The project, to be executed on a build-operate-transfer (BOT) basis in a phased manner, envisages two expressways: one linking Thiruvananthapuram, Chennai, Bangalore, Hyderabad and Pune; the other connecting Delhi and Kolkata.
Malaysian cabinet minister of works Dato Seri S. Samy Vellu said that 11 Malaysian companies, including IJM, United Engineers Malaysia Group and Ranhill Corporation, were keen on the project. “The expressway will also pave the way for investors pumping in money to set up units along (the expressways). However, land acquisition will have to be done by the Indian government,” he said.
If the proposal passes muster with the Indian government, it could well turn out to be the biggest foreign direct investment (FDI) in a road project in the country. Infrastructure funding experts estimate the project to cost at least Rs 42,000-56,000 crore, given the ballpark cost of Rs 6-8 crore per expressway km, depending on terrain.
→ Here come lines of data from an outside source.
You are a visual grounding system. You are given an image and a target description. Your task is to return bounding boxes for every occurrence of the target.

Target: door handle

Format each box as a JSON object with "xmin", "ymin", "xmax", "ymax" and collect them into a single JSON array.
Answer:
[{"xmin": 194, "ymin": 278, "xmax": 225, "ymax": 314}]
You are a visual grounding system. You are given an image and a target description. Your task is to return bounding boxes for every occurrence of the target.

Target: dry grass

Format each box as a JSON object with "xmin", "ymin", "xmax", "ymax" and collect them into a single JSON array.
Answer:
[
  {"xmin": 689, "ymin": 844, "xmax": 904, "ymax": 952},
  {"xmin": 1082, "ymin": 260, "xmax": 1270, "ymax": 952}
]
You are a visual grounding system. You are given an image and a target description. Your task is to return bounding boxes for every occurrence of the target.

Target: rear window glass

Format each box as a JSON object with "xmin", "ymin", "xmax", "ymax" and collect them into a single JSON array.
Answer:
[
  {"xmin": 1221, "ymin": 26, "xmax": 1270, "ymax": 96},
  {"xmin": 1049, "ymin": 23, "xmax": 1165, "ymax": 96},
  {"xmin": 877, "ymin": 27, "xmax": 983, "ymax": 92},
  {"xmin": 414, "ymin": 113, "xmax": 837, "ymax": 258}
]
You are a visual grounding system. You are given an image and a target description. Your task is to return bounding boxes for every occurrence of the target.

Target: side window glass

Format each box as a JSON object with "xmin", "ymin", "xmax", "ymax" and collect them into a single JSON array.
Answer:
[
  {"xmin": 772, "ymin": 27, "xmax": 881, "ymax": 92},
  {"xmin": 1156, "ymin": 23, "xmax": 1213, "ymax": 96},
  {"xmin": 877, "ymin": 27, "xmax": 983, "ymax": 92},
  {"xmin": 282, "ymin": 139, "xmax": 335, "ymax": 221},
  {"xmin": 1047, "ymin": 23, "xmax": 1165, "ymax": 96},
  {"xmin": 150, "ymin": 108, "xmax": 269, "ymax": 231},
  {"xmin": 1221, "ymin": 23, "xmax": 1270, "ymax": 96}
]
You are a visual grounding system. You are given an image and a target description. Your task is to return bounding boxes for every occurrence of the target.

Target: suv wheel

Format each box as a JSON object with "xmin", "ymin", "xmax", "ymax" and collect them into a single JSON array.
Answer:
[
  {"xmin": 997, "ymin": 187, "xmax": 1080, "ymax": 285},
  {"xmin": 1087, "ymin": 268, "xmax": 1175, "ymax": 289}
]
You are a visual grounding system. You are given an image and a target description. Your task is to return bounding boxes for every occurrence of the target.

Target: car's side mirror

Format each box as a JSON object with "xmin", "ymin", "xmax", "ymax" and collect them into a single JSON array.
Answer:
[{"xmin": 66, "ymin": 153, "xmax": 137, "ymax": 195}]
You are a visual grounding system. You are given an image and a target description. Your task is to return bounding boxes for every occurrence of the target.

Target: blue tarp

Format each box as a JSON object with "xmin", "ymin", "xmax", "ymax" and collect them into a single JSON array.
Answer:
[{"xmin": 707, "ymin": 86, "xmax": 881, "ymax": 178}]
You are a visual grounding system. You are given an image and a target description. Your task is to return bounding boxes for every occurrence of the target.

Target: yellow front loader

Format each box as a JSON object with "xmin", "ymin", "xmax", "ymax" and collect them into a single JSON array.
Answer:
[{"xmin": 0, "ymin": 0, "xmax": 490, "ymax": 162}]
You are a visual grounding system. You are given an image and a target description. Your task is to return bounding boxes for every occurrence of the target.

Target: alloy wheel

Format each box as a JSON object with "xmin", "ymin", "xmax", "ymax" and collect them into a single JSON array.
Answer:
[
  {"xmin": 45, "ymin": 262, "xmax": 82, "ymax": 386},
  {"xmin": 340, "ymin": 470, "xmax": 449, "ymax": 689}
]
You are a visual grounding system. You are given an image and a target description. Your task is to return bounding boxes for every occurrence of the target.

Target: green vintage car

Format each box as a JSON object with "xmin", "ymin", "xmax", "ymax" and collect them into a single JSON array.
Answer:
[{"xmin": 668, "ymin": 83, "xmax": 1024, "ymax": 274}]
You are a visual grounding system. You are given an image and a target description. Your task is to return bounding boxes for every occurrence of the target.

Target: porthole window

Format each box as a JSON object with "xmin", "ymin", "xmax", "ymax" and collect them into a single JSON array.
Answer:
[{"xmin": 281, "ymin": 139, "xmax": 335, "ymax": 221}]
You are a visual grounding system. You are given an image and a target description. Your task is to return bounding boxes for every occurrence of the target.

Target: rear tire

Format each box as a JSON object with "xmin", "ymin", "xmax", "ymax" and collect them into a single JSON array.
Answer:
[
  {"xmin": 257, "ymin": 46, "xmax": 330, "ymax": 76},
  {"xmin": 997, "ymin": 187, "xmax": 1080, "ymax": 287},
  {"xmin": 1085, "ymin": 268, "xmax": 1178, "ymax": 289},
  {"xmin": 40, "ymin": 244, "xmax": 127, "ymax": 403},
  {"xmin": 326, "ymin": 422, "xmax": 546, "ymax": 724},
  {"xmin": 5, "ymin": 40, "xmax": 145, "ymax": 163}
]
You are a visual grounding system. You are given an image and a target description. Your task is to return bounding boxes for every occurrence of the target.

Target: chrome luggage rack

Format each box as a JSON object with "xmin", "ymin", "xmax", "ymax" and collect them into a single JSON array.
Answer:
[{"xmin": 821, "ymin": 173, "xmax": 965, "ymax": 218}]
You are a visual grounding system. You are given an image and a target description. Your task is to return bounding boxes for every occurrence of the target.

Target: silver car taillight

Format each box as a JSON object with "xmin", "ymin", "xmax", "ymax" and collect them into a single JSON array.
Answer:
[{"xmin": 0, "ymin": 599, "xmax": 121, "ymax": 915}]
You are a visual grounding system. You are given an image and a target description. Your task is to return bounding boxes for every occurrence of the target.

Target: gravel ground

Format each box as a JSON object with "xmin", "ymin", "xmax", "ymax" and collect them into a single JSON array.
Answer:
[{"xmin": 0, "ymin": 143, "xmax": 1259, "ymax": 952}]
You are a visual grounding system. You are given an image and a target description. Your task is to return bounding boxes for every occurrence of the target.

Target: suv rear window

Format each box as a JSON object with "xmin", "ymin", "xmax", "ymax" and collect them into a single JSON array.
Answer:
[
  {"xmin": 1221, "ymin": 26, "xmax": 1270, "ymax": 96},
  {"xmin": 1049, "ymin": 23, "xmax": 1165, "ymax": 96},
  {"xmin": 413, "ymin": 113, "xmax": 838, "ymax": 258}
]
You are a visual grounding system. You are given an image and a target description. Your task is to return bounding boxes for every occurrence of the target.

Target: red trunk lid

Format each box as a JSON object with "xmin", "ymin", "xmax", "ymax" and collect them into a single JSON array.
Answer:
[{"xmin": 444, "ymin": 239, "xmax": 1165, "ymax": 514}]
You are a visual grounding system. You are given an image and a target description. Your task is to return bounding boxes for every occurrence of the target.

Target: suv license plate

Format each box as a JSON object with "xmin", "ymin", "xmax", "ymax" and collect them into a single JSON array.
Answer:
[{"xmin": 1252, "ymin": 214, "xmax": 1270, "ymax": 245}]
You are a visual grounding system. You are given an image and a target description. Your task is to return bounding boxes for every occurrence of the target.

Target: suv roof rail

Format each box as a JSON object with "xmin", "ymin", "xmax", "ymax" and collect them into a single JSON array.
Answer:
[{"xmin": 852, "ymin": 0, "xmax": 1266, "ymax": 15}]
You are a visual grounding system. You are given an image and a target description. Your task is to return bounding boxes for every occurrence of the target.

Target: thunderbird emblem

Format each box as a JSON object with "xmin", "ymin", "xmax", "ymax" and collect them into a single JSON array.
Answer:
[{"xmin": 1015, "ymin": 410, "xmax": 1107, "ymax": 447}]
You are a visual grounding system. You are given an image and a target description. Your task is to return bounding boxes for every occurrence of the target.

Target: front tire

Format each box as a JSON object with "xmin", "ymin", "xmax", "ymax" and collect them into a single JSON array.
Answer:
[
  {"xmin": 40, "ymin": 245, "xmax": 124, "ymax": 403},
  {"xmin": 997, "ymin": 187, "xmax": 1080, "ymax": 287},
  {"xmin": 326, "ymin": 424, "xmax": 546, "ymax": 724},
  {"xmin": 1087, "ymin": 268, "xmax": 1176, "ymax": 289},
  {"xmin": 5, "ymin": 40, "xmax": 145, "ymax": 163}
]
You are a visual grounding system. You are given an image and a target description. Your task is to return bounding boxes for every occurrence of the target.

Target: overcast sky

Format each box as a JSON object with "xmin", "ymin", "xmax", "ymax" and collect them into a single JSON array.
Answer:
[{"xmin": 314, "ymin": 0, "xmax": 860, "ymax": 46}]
Vellu said the consortium, backed by the Malaysian government, would also ask India to extend a budgetary grant to the project. In India, BOT leases typically have a 20-year concession period. At present, Mumbai-Pune is the only expressway in the country and two others, Delhi-Jaipur and Vadodara-Mumbai, are being planned.
“Toll revenues are expected to be significant,” Vellu, who is president of the Malaysian Indian Congress and one of the longest serving ministers in the cabinet, said along the sidelines of the Pravasi Bhartiya Divas 2007, organised by the ministry of overseas Indian affairs and supported by the Delhi government and the Confederation of Indian Industry.